› Por Javier Aduriz
La del ’20 fue una década explosiva para la poesía de nuestro país. Empieza con las muestras finales y tal vez más maduras del modernismo, y acaba pulsando el corazón del siglo, al configurar una matriz de largo alcance donde la creación de hoy se reconoce todavía. Digo: no hubo ruptura mayor que la de esos años, aunque a la luz de lo ocurrido más tarde, exhiba matices algo escenográficos e, incluso, adolescentes.
En cuanto a los textos, me encanta que del cubilete del capricho haya surgido un poema de Alfonsina Storni para encabezar la serie. A mi juicio, ella comparte con Lugones, Carriego y Banchs la nómina fundadora de la poesía argentina moderna.
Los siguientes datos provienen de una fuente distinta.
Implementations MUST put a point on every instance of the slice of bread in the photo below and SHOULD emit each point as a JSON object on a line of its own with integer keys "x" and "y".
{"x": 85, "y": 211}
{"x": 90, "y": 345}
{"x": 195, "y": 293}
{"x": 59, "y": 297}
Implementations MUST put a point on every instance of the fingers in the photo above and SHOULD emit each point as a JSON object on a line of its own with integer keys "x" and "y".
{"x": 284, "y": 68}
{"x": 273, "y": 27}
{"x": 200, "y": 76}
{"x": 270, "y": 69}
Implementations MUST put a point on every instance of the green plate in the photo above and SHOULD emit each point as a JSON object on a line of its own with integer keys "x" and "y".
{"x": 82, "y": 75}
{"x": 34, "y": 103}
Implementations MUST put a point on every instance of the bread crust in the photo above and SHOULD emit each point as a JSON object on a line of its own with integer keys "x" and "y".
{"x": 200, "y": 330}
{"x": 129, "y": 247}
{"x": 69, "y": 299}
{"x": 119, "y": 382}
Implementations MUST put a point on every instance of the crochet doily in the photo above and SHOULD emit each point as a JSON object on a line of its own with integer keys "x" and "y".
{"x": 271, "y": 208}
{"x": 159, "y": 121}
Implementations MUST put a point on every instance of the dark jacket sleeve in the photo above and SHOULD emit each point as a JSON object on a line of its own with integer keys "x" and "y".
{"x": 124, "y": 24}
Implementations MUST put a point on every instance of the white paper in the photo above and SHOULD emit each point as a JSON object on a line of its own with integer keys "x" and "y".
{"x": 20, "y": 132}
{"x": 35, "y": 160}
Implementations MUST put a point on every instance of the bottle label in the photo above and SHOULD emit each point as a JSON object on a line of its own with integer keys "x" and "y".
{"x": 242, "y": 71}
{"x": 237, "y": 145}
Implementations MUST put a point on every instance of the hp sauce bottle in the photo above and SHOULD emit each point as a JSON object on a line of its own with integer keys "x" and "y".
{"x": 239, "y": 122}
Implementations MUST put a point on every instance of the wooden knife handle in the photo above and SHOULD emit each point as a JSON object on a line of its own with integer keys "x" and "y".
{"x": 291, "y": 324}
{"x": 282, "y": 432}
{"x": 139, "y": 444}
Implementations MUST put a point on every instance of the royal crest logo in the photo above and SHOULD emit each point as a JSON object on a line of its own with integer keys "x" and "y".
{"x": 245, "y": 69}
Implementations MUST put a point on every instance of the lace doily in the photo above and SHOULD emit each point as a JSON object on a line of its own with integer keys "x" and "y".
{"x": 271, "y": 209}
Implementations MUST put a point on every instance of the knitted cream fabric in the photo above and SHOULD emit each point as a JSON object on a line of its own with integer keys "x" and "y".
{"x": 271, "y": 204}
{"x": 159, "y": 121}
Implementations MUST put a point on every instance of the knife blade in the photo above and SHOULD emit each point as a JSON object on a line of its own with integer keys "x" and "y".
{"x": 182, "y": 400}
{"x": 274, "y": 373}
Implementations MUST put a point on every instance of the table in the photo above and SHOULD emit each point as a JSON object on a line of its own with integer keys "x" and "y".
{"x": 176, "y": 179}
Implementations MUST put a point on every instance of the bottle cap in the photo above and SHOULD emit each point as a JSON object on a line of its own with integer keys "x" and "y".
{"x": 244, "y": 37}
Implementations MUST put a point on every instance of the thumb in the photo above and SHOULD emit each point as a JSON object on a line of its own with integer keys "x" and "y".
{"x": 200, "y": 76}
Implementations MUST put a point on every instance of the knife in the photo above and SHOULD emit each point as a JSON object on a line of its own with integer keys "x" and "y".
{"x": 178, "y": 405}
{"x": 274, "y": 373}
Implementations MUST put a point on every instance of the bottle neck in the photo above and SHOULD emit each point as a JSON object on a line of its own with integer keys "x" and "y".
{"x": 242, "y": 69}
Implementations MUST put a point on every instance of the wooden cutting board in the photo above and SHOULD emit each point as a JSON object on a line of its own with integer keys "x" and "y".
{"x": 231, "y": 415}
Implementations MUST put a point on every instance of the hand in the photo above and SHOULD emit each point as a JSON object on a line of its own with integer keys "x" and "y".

Me vuela la cabeza pensar en los tangos como una sólida expresión del imaginario colectivo argentino. La masa de un habla que continúa con toda lógica el fin de la gauchesca para renacer en la voz del proletario urbano y contar en código simbólico la historia de nuestra historia. En estos términos, la mujer de sus letras representa siempre el país, una tierra que se fue con otro, y nos deja amasijados sobre un anhelo deshecho. Creo que el tango nos afecta no tanto por el avatar de superficie, sino porque nos lleva a la zona de la herida visceral, propiamente argentina. Y “Mano a mano”, de Celedonio Flores, me enorgullece de manera particular. Lo sigue cantando Gardel, cada día mejor.